HarnessCoder

HarnessCoder is a local coding agent harness for real repository tasks. The 1.0 story is deliberately narrow:

event-sourced agent loop
policy-gated tools
trace/replay/eval
context governance: memory, compression, and RepoMap

It is not a fork of CoreCoder, not a smaller LangGraph clone, and not a web UI. The first goal is a controllable runtime that can run an agent loop, gate tool execution with policy, and write every important decision into a replayable JSONL trace.

The core loop is dynamic:

state -> model decides action -> policy checks -> tool executes
      -> observation appended -> state updated -> model decides again

That shape matters because coding tasks are rarely a fixed DAG. The useful next step depends on the current repo, tool observations, failures, test output, and the model's evolving plan. A DAG or LangGraph-style workflow can be useful for the eval pipeline around the agent, but the agent itself should remain a policy-gated loop.

Current Status

Version 1.0.2 is a runnable local runtime with real bugfix and minimal greenfield eval loops, HC-Bench-20, trace replay, eval reporting, model-profile comparison, context-governed prompt assembly, task-local memory, compression metrics, lightweight RepoMap, checkpoint/resume support, and a large-output artifact store for audit/replay.
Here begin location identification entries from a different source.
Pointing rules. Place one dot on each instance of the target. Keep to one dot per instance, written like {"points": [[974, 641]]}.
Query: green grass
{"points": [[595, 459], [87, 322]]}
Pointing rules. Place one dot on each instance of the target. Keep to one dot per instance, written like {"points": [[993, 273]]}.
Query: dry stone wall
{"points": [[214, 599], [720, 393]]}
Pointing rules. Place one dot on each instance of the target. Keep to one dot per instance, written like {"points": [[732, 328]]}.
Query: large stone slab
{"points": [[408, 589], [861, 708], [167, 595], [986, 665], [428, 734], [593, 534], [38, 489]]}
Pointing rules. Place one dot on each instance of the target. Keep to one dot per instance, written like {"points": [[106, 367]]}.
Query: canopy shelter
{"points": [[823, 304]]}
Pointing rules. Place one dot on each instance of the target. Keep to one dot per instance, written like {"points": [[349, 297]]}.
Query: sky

It includes:

A ScriptedModel that simulates model actions without calling a real LLM.
Tool execution for:
- read_file(path, offset=0, limit=200)
- search_code(query, path=".")
- repo_map(query=None, max_tokens=1200, refresh=false)
- write_file(path, content, overwrite=false)
- edit_file(path, old, new)
- run_tests(cmd=None, timeout=60)
- run_command(cmd, timeout=30)
A minimal policy gate before every tool call.
JSONL traces under .harnesscoder/runs/<run_id>/trace.jsonl.
Large tool observations are previewed in trace/model context and persisted under the run's artifacts/ directory with size and hash metadata.
context_packed, checkpoint_created, run_resumed, and test_result events for reliability-oriented replay.
repo_map_built and repo_map_used events for repository-level context governance.
Trace replay summaries through python -m harnesscoder.replay.
A minimal eval harness that runs cases, executes tests, scores results, and renders a Markdown report.
Fixture-backed bugfix evals that copy a repo into .harnesscoder/eval-workspaces/... before editing it.
A greenfield eval that starts from a nearly empty fixture and creates source plus tests from scratch.
Case-level allowed_tools, step_budget, and verifier fields inspired by benchmark harnesses such as Pico.
Model profiles and Markdown eval matrices for comparing the same cases across providers.
HC-Bench-20: 20 fixture-backed cases across bugfix, recovery, greenfield, context-governance, and policy/safety categories.
A deterministic hc-bench-oracle provider that proves the benchmark and report pipeline are solvable before comparing real models.
CLI entrypoints:

python -m harnesscoder "看一下这个 repo 是做什么的"
python -m harnesscoder --replay .harnesscoder/runs/<run_id>/trace.jsonl
python -m harnesscoder --resume .harnesscoder/runs/<run_id>/checkpoint.json
python -m harnesscoder --eval eval/cases.json
python -m harnesscoder --provider hc-bench-oracle --eval eval/hc_bench_20.json

The scripted model currently performs a small repo-orientation pass: search for project mentions, read README.md, list files, and then produce a final answer.

TUI

HarnessCoder also has a lightweight standard-library terminal UI:

python -m harnesscoder --tui

Inside the TUI, send a normal message to run the agent and write a new trace. The UI keeps refreshing while a run is active, shows the latest trace event in the status area, and folds the header on narrow or short terminals. Use slash commands for direct tools and runtime controls:

/help
/status
/model your-model-name
/model scripted
/provider openai-codex
/base-url https://your-openai-compatible-endpoint.example
/read README.md
/search HarnessCoder
/repo-map HarnessCoder
/edit README.md old new
/test python -m unittest discover -s tests
/run git status --short
/trace latest

The current TUI is intentionally small: it is a runnable control surface for the runtime and eval harness, not a full Claude Code clone.

Context Governance

HarnessCoder's context governance has three task-local layers:

Packed context summarizes hot observations, cold trace history, modified files, and budget.
Working memory stores task-scoped facts such as failing tests, explored files, relevant symbols, patch summaries, verified facts, and open questions.
RepoMap builds a bounded repository index from Python AST symbols, imports, classes, functions, and fallback regex symbols for non-Python text files.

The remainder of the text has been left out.